How to Plant and Grow Ficus

With all the different sizes and shapes this houseplant comes in, you're sure to find the right look to liven up any room.

A versatile and tough group of plants often grown indoors, ficus comes in many forms, ranging from creeping vines to giant trees. Its glossy leaves grow in a variety of colors and patterns, and even though this cousin of the edible fig is a tropical plant, it survives in various conditions.

The 850 species span a wide range of looks. Leaves grow dark burgundy on the rubber plant, diamond-shape on the weeping fig, small-as-a-pinky-nail on some creeping varieties, and as large as a football on others.

Gardeners in zones 10-11 can grow ficus trees outdoors year-round. Those in cooler zones grow them in containers that can be moved indoors when frost nears or as houseplants. Some varieties can tolerate the chilly temperatures in zones 6-9 with a lot of help.

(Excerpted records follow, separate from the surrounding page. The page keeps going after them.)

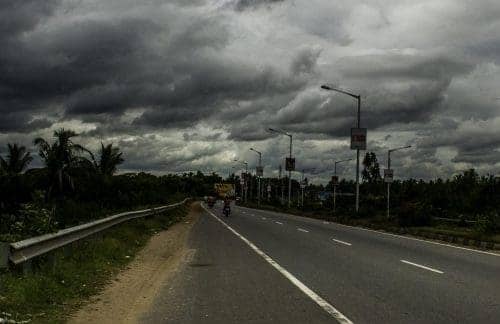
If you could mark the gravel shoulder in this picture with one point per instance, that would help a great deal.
(133, 291)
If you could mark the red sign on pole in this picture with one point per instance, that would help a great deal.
(358, 138)
(290, 164)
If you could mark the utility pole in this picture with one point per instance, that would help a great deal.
(388, 176)
(259, 173)
(335, 184)
(290, 168)
(281, 185)
(358, 98)
(245, 179)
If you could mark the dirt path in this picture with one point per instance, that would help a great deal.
(134, 289)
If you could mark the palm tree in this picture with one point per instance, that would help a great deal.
(109, 158)
(17, 160)
(60, 158)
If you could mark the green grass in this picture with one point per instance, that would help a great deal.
(61, 282)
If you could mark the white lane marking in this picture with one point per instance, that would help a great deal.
(396, 235)
(422, 267)
(341, 242)
(327, 307)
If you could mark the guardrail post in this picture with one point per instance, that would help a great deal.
(4, 254)
(27, 267)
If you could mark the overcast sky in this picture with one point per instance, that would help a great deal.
(193, 84)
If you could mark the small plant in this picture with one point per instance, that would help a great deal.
(488, 223)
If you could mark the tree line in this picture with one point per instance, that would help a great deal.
(414, 202)
(76, 185)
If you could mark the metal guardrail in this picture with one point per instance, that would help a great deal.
(28, 249)
(455, 220)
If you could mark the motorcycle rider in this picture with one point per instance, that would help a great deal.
(227, 205)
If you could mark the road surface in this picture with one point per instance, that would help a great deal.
(266, 267)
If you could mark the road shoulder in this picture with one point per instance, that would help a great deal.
(133, 291)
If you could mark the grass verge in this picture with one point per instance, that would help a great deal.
(61, 282)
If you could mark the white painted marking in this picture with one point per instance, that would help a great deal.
(396, 235)
(341, 242)
(422, 267)
(327, 307)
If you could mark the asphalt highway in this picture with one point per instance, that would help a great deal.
(266, 267)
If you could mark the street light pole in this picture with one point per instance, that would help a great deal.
(244, 180)
(289, 171)
(388, 183)
(358, 98)
(335, 186)
(260, 166)
(302, 184)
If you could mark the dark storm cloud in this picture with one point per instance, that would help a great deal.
(401, 67)
(19, 16)
(221, 72)
(21, 123)
(245, 4)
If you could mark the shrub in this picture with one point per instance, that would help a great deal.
(488, 223)
(414, 214)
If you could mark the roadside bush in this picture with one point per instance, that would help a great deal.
(488, 223)
(31, 220)
(414, 214)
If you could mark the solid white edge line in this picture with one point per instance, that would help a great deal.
(341, 318)
(394, 235)
(341, 242)
(422, 267)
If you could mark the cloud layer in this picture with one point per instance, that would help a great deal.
(185, 85)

Ficus sap is toxic to pets.

Ficus Overview

Genus Name Ficus
Common Name Ficus
Plant Type Houseplant, Tree
Light Part Sun, Shade, Sun
Height 1 to 50 feet
Width 1 to 40 feet
Foliage Color Blue/Green, Purple/Burgundy
Special Features Low Maintenance
Zones 10, 11, 6, 7, 8, 9
Propagation Layering, Stem Cuttings
Problem Solvers Drought Tolerant

Where to Plant Ficus

When planting ficus in the landscape, select a location that receives full to partial sun. A sun-dappled yard or one with other trees that shield it from some sunlight is ideal. The soil must be well-draining. Ficus trees won't grow in areas that are wet. Give it plenty of space to grow. Some ficus are wider than they are tall and their root systems may disrupt nearby concrete, plumbing lines, and swimming pools.

Growing ficus in a container that can be moved indoors in cold weather is another option for gardeners in zones 6-11.

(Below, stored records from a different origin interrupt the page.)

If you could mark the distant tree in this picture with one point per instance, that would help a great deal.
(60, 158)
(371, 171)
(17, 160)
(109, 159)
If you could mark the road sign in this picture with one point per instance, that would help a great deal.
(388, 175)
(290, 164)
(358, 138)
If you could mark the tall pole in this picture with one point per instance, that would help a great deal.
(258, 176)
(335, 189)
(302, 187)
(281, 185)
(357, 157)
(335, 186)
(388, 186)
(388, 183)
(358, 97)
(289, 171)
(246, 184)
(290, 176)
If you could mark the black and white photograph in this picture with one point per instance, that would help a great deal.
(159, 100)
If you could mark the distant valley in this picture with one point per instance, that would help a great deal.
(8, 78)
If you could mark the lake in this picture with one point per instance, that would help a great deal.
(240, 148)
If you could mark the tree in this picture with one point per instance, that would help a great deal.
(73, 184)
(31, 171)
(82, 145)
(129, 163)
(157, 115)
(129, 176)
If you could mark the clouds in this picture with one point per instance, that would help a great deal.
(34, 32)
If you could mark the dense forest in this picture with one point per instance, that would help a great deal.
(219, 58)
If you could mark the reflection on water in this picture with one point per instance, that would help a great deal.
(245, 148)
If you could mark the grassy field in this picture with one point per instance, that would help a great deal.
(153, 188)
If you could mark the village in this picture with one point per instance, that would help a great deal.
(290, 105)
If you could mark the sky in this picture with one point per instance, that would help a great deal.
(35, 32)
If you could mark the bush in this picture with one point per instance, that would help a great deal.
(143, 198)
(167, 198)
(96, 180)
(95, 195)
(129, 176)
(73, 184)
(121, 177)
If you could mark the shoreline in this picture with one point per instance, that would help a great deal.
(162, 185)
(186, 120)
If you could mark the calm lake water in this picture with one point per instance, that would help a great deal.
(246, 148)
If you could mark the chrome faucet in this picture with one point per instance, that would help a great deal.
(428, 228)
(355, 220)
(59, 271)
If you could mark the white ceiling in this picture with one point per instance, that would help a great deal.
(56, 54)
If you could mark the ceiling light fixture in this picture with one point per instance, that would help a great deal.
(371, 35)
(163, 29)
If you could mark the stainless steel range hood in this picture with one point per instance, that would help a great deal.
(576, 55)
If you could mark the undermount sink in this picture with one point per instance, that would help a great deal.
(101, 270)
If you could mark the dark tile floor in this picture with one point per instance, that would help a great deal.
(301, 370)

Many gardeners are familiar with ficus only as a charming houseplant. When growing ficus as a houseplant, position it near a window that offers bright light and move it to different locations as seldom as possible. Ficus plants don't like change.

How and When to Plant Ficus

Nursery-grown ficus trees are best planted outdoors in spring. Ficus trees grow quickly, so expect new growth in a couple of weeks. Dig a hole the same depth as the rootball or container and twice as wide in well-draining soil. Add compost or other organic material to the soil to improve drainage. Set the rootball in the hole no lower than it was in the container. Backfill with the amended soil, pressing down to firm the soil around the roots and prevent air bubbles. Water the tree deeply. Add 2-4 inches of mulch around the base of the tree.

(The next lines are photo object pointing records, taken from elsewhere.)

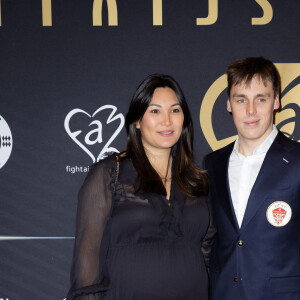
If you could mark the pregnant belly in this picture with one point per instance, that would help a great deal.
(158, 269)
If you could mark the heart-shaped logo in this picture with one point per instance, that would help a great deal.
(87, 143)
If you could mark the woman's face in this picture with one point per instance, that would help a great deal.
(161, 125)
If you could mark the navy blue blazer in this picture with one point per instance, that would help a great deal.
(260, 260)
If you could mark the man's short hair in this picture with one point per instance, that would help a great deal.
(243, 70)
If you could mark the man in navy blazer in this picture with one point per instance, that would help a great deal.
(255, 190)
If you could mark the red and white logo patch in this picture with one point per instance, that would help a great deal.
(279, 213)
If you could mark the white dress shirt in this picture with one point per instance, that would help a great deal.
(242, 173)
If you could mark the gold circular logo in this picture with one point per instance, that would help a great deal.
(285, 120)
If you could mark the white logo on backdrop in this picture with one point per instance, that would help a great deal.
(85, 141)
(5, 142)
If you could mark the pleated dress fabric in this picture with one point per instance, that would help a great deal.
(138, 246)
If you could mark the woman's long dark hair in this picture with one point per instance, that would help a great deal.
(188, 177)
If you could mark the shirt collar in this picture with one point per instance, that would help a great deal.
(263, 147)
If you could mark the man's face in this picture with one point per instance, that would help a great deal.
(252, 108)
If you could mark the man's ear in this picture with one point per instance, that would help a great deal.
(228, 106)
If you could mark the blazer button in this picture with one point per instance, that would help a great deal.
(240, 243)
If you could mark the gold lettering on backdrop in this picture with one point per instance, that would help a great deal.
(285, 119)
(112, 12)
(157, 12)
(267, 13)
(212, 14)
(47, 12)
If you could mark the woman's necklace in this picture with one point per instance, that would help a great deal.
(167, 172)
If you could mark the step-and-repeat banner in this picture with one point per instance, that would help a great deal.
(68, 69)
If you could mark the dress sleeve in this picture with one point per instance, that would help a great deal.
(208, 239)
(88, 281)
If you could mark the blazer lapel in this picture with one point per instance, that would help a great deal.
(275, 162)
(222, 185)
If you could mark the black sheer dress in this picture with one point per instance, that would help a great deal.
(138, 246)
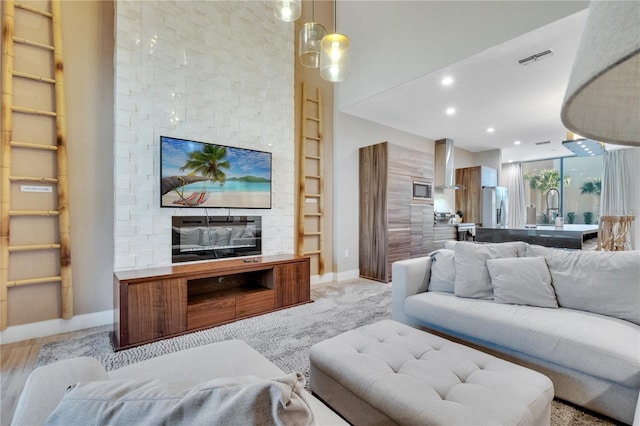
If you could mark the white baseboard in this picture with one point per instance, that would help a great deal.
(320, 279)
(335, 276)
(34, 330)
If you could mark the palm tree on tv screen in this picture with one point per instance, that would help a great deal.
(205, 165)
(209, 163)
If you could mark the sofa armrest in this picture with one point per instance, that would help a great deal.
(410, 277)
(46, 386)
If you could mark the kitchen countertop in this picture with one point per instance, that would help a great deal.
(564, 228)
(568, 236)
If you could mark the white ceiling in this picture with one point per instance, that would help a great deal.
(490, 89)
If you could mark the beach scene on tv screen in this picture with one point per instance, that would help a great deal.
(197, 174)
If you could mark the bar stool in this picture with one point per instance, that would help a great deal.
(613, 232)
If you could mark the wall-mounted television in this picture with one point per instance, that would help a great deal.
(206, 175)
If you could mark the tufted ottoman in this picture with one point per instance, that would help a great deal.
(388, 372)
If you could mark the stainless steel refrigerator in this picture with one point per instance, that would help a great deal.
(495, 202)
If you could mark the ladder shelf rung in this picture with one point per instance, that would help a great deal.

When planting ficus in a container, use a lightweight potting mixture with vermiculite or perlite. Select a container with drain holes. It must offer excellent drainage.

Ficus Care Tips

This tropical plant needs just the right environment to grow and stay healthy.


When it comes to light, ficus plants can be somewhat finicky. Ficus requires high light levels, especially for the best coloring of its leaves. However, some types of ficus tolerate medium to low-light conditions.

In low-light conditions, ficus tends to be sparser and can have poorer branching habits. They also grow slowly in less light. If abruptly moved to a new spot with different light levels than it's used to, ficus may drop its leaves. Though alarming, the plant recovers once it adapts to new conditions.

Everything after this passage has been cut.